Macramé Is Back, and in Fashion

When Venus Williams donned a tuxedo-inspired suit and corset top designed by Gabriela Hearst for Chloé to attend the 2022 Met Gala in New York, even she was surprised at the effect of the macramé inserts on the garments.

“I feel like a total boss in this look!” she said, according to Vanity Fair. “It’s a work of art in itself.”

Little wonder that macramé, a textile created by tying knots into decorative patterns, has been making a comeback this spring.

According to David Koma, a London-based designer who experimented with the fisherman’s knot for his ocean-inspired spring 2023 collection, the handmade aspect of macramé “gives a couture feel to the wearer.”

And the appeal of such labor-intensive fashion — what some would call slow fashion — is driving macramé’s resurgence, said Frank Aghuno, 28, founder and creative director of the fashion label Fruché, based in Lagos, Nigeria. (An off-white macramé vest dress accented with cowrie shells was the final look in his show at the Guaranty Trust Fashion Weekend in Lagos in November.)

After all, he said, “macramé is one of the slowest processes I can think of.”

Yet Hannah Lewis, fashion director at Threads Styling, a personalized luxury shopping and styling service, said that “macramé has been done in a more elevated way” for spring.

Cases in point: Wales Bonner’s Java macramé dress made of waxed cotton with Ghanaian wood and glass beads at MatchesFashion ($2,243), and from Bruno Sialelli’s spring 2023 collection for Lanvin, a piece that the brand’s Instagram post described as a macramé bra top “in fine silk soutache and embroidery.”

Macramé also was seen in the fall 2023 shows, which ended earlier this month: on dresses, scarves, bags and more at Simone Rocha in London; as fringe on a stole and a shawl at Giorgio Armani in Milan; and layered on other designs at Noir Kei Ninomiya in Paris.

Ms. Lewis noted that styling macramé can be challenging. “Pare everything else back and that’s down to accessories as well,” she said. For “once you start adding in other textures, if it’s a crochet bag or pleated trouser or something with another texture, I think it then gets quite busy.”

The simplicity of the technique belies its history, which — from the decorative macramé-style knots that appear in Babylonian and Assyrian carvings — stretch back to ancient times. But Arab weavers in the 13th century are believed to have originated the craft, knotting the excess material or fringes on woven veils and shawls.

The word macramé is said to stem from the Arabic migramah, which means fringe, or the Turkish word makrama, meaning towel.

The Moors are credited with introducing macramé to Spain in the 15th century. It then spread to France, Italy and England, becoming a popular hobby for women in the Victorian era. In the 1960s and ’70s, macramé was a widespread craft technique across America as well as Europe, often seen in wall hangings, plant hangers and more.

Other cultures have their own knotting traditions, too.
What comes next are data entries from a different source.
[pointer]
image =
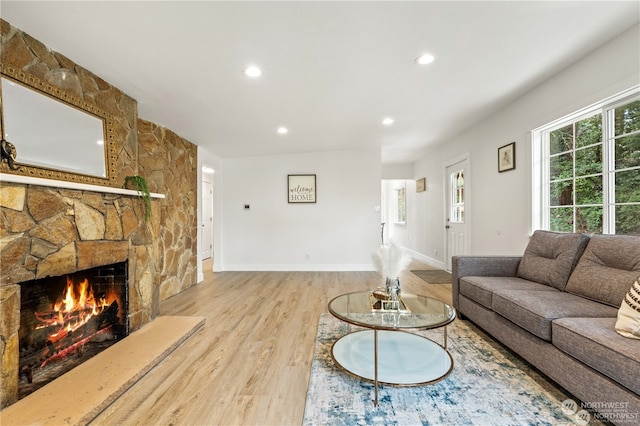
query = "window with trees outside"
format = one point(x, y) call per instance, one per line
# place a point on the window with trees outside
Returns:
point(588, 169)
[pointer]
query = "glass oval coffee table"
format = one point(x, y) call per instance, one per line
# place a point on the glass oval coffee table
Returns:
point(383, 352)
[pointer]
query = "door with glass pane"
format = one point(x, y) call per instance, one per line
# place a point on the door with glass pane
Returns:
point(457, 234)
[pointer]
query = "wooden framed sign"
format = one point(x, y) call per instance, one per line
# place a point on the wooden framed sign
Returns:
point(301, 188)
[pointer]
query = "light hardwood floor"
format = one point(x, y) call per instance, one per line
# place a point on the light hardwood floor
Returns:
point(250, 363)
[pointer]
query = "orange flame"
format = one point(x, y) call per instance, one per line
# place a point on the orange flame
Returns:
point(75, 308)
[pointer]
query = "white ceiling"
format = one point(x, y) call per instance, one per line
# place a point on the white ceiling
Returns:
point(331, 70)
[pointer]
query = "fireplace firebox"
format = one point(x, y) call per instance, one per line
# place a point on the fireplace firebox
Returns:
point(66, 320)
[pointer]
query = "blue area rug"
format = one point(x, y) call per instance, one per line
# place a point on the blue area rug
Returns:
point(488, 386)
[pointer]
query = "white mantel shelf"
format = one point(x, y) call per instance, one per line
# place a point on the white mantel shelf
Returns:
point(28, 180)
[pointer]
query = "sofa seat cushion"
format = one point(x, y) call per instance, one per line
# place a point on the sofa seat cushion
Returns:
point(535, 310)
point(595, 342)
point(606, 270)
point(551, 256)
point(480, 289)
Consider China, where knot craft dates from the Zhou dynasty (1050-221 B.C.), and decorative knots were a form of folk art in the Tang (A.D. 618-907) and Song (A.D. 960-1279) dynasties.

Tying a knot may seem simple, but macramé can involve a wide variety of materials and techniques from many cultures.

Mr. Aghuno’s vest dress, for example, was made from off-white rope bought at the local market and four types of knots executed by Juliet Okoruwa, 67, who has specialized in macramé since 2018 and founded Omonigho Studio in Lagos the next year.

Consider the square knots at the shoulders or the double half-hitch knot that created the hem, Ms. Okoruwa said. She knotted the dress from the top down, she said, “to make it neater,” reducing the size of the knots at the hem to create a scalloped edge.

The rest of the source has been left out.